A few weeks ago, Robert Tombs wrote in The Daily Telegraph that the world may be on the eve of another global conflict, terming this generation of statesmen as “sleepwalkers” – borrowing Christopher Clark’s term for the leaders of 1914. There are some similarities between our modern global situation and that of pre-war Europe: world antipathy, alliance networks and arms build-ups are all present today. What differentiates our situation from that of a hundred-and-eight years ago is one of mentality. Peace has not been written off today as it was 1914, and there is no social Darwinian consensus that war must come like clockwork. Similarly, few have illusions about what total war would mean today; it’s difficult to imagine any but the most delusional of today’s leaders contemplating nuclear war with the mushroom clouds of Hiroshima and Nagasaki seared into our consciousness.

No one today expects a war would be over by Christmas; unless all human life had been wiped out by then. So, instead of ending (as most articles on the Great War do) with solemn reflection on the bloody wounds the war would eventually rip into the world, it may be better to end on a more positive note. World War Three is not around the corner – the whispering demon on the shoulders of the men of 1914 has since fallen side. 

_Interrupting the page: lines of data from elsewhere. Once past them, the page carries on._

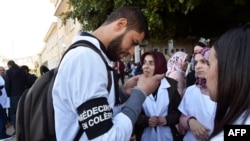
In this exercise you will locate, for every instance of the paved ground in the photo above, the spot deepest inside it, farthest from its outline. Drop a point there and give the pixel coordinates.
(10, 130)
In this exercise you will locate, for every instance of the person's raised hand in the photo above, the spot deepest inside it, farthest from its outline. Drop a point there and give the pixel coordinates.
(149, 83)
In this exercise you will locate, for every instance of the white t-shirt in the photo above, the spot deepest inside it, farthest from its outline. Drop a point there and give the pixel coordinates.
(82, 76)
(200, 106)
(158, 107)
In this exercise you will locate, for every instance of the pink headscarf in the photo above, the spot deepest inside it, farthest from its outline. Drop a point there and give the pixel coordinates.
(160, 61)
(176, 61)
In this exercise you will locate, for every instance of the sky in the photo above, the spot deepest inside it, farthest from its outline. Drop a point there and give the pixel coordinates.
(23, 26)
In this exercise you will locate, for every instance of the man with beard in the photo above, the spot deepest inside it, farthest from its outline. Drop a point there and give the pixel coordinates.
(80, 94)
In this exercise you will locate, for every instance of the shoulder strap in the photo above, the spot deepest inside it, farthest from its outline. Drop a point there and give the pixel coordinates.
(85, 43)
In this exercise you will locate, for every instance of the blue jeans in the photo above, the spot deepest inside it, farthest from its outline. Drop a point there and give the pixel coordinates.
(3, 120)
(13, 108)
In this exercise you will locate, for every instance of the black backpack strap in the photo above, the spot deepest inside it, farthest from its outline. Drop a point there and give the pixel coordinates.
(85, 43)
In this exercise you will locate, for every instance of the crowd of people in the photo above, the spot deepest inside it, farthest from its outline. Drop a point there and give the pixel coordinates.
(13, 82)
(161, 103)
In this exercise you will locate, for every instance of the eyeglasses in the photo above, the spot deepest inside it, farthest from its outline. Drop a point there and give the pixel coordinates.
(150, 63)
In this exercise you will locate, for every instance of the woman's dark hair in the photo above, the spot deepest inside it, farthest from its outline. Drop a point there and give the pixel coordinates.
(136, 19)
(43, 69)
(233, 91)
(12, 64)
(160, 61)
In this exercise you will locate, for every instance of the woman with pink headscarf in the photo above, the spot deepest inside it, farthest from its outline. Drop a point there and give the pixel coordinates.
(176, 68)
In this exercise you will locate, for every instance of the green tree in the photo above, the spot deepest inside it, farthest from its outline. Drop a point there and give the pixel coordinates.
(168, 18)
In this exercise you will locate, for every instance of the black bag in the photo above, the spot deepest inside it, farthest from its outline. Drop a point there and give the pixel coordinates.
(35, 113)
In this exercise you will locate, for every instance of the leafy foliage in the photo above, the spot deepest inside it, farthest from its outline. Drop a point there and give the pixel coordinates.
(167, 18)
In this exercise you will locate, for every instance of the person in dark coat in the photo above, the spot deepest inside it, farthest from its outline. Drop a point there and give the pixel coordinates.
(43, 69)
(30, 78)
(15, 86)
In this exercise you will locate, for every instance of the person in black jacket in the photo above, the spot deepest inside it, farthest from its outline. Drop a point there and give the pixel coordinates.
(30, 78)
(15, 85)
(160, 111)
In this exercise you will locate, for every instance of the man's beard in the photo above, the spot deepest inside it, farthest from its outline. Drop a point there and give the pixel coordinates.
(115, 48)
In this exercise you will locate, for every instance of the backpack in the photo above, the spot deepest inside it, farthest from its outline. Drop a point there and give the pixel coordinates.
(35, 113)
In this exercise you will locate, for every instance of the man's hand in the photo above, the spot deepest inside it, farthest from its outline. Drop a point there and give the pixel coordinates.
(199, 131)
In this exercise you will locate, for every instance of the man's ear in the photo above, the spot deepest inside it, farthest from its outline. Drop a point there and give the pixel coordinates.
(121, 24)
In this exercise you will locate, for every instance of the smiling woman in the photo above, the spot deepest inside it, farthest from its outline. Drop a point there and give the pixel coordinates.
(25, 25)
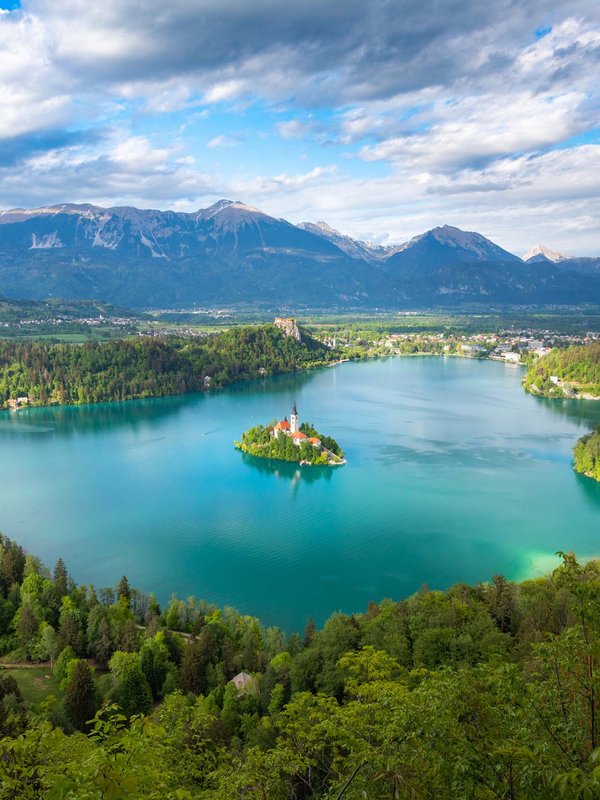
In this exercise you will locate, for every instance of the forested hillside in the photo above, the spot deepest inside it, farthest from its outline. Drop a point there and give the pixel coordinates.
(587, 455)
(577, 370)
(487, 691)
(148, 366)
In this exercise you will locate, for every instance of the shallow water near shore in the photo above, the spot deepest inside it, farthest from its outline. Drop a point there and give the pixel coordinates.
(453, 474)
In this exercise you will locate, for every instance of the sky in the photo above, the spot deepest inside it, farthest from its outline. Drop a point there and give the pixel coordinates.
(382, 118)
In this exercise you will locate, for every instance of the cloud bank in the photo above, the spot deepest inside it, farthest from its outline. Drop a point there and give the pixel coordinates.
(382, 118)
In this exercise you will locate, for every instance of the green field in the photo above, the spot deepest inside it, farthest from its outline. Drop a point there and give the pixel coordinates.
(35, 682)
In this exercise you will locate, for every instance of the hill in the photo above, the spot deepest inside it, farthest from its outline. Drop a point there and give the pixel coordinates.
(587, 455)
(149, 366)
(569, 372)
(231, 253)
(474, 692)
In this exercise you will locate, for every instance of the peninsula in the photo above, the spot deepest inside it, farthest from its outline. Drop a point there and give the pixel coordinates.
(288, 440)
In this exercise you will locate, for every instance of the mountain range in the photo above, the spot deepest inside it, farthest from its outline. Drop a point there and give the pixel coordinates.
(232, 253)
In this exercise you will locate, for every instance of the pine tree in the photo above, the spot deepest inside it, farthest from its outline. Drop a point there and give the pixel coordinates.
(124, 590)
(309, 632)
(61, 577)
(81, 699)
(104, 644)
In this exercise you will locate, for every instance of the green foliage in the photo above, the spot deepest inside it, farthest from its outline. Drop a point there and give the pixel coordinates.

Clark, C., 2013. The Sleepwalkers: How Europe Went to War in 1914. Penguin

Ferguson, N., 1997. The Pity of War. Penguin

Hastings, M., 2013. Catastrophe: Europe Goes to War 1914. William Collins

Hobsbawm, E., 1987. Age of Empire. Abacus

MacMillan, M., 2013. The War That Ended Peace. Profile

Stone, N., 2007. World War One: A Short History. Penguin

Taylor, A., 1969. War By Timetable. Pen & Sword.